In totale, le Ausiliarie del SAF, al 18 aprile del 1945 data del giuramento dell’ultimo Corso, erano 4.413 (credo però fossero molte di più). Nel conto sono inserite anche le Ausiliarie della “Decima Mas” ma in realtà non facevano parte del SAF.
Le cose andarono così, spiega Piera: «un gruppo di Ausiliarie del corso “Roma” fu destinato alla Decima e costituì la base del servizio ausiliario autonomo della formazione militare del Comandante Borghese. Un nucleo di esse seguì al fronte il Battaglione “Lupo”.
Nel combattimento quelle ragazze furono all’altezza dei marò, meritandosi decorazioni ed encomi per lo sprezzo del pericolo nel portare aiuto ai feriti e nel trasportare munizioni. La “Decima Mas” indisse poi arruolamenti autonomi di volontarie, creando un centro di addestramento comandato da Fede Arnaud. A dire il vero tentai di inquadrare le Ausiliarie della “Decima” nel SAF, ma senza riuscirvi».

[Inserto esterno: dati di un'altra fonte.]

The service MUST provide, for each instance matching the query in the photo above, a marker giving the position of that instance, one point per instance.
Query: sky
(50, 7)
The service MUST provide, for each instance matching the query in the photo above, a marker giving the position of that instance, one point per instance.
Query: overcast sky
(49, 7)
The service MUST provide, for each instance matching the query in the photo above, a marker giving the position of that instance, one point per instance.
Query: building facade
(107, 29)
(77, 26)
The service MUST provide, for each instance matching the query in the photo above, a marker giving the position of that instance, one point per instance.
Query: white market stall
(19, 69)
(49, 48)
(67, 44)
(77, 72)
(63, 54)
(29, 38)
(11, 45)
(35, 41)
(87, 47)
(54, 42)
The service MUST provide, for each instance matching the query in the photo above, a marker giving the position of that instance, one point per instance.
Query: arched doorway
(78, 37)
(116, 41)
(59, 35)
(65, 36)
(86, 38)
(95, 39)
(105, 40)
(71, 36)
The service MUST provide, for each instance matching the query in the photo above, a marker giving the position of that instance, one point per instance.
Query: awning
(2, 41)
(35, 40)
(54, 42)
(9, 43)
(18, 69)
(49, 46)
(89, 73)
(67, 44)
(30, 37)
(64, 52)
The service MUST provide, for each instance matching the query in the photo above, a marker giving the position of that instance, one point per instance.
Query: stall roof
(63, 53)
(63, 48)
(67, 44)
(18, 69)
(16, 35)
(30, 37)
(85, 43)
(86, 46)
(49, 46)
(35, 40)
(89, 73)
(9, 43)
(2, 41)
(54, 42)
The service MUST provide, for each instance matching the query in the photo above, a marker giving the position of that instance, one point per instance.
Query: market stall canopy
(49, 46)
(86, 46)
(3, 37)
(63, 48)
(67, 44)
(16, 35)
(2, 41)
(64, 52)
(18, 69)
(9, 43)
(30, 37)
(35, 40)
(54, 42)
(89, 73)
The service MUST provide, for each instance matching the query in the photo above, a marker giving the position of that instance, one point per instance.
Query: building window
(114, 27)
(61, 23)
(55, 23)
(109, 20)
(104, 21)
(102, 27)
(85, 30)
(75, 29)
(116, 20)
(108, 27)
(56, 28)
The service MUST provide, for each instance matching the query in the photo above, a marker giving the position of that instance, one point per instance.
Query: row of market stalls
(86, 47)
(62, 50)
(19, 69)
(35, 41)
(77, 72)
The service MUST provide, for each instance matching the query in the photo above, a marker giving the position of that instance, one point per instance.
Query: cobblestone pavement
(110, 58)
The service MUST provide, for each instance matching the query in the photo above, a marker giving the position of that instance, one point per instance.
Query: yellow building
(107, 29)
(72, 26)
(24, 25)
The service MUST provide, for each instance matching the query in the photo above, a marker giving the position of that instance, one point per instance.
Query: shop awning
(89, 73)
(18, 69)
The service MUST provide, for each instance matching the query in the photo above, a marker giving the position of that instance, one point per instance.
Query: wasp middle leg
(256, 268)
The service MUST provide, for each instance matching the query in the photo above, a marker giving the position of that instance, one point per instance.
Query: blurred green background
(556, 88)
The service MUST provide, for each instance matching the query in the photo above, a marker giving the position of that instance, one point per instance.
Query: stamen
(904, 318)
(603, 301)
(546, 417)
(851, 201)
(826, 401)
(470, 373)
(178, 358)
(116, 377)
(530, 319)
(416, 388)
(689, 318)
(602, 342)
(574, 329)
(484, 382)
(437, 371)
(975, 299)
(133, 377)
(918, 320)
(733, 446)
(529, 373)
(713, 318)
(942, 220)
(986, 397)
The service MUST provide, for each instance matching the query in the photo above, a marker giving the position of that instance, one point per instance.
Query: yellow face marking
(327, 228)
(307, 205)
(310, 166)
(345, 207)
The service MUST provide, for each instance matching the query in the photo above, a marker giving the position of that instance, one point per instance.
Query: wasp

Il 18 dicembre del 1944, giorno del giuramento delle Ausiliarie del Corso “Giovinezza” al Castello Sforzesco di Milano alla presenza del Duce che disse loro: «Ricordate, Ausiliarie! Il vostro giuramento non lo avete prestato a me, ma lo avete prestato all’Italia!», esce il primo numero di “Donne in grigioverde”, il giornale delle Ausiliarie.
Piera Gatteschi Fondelli ne affida la direzione alla vicecomandante Cesaria Pancheri, la redazione ad una brava giornalista-ausiliaria Lucrezia Pollio che era anche addetta alla stampa e propaganda del SAF.
Redatto a Como e stampato a Milano, nella tipografia SAME di via Settala, “Donne in grigioverde”, purtroppo, uscì solo per 5 mesi ma fu lo specchio fedele dei sentimenti che animarono le uniche donne-soldato della storia d’Italia.
Dopo il 25 aprile Piera Gatteschi Fondelli cercò di salvare le Sue Ragazze dalla furia partigiana e visse in clandestinità per oltre un anno.
Successivamente si trasferirà in Abruzzo con il marito che, nel frattempo tornato dalla prigionia un anno prima, morirà nel 1947.
A Piera restò solo la nipote Teresa Tirinnanzi, che aveva perso entrambi i genitori e che considerò come una figlia.
Dirigente Nazionale del Movimento Sociale Italiano fin dalla sua fondazione si candiderà nelle sue liste come unica donna e si spegnerà il 7 settembre del 1985 ad 83 anni.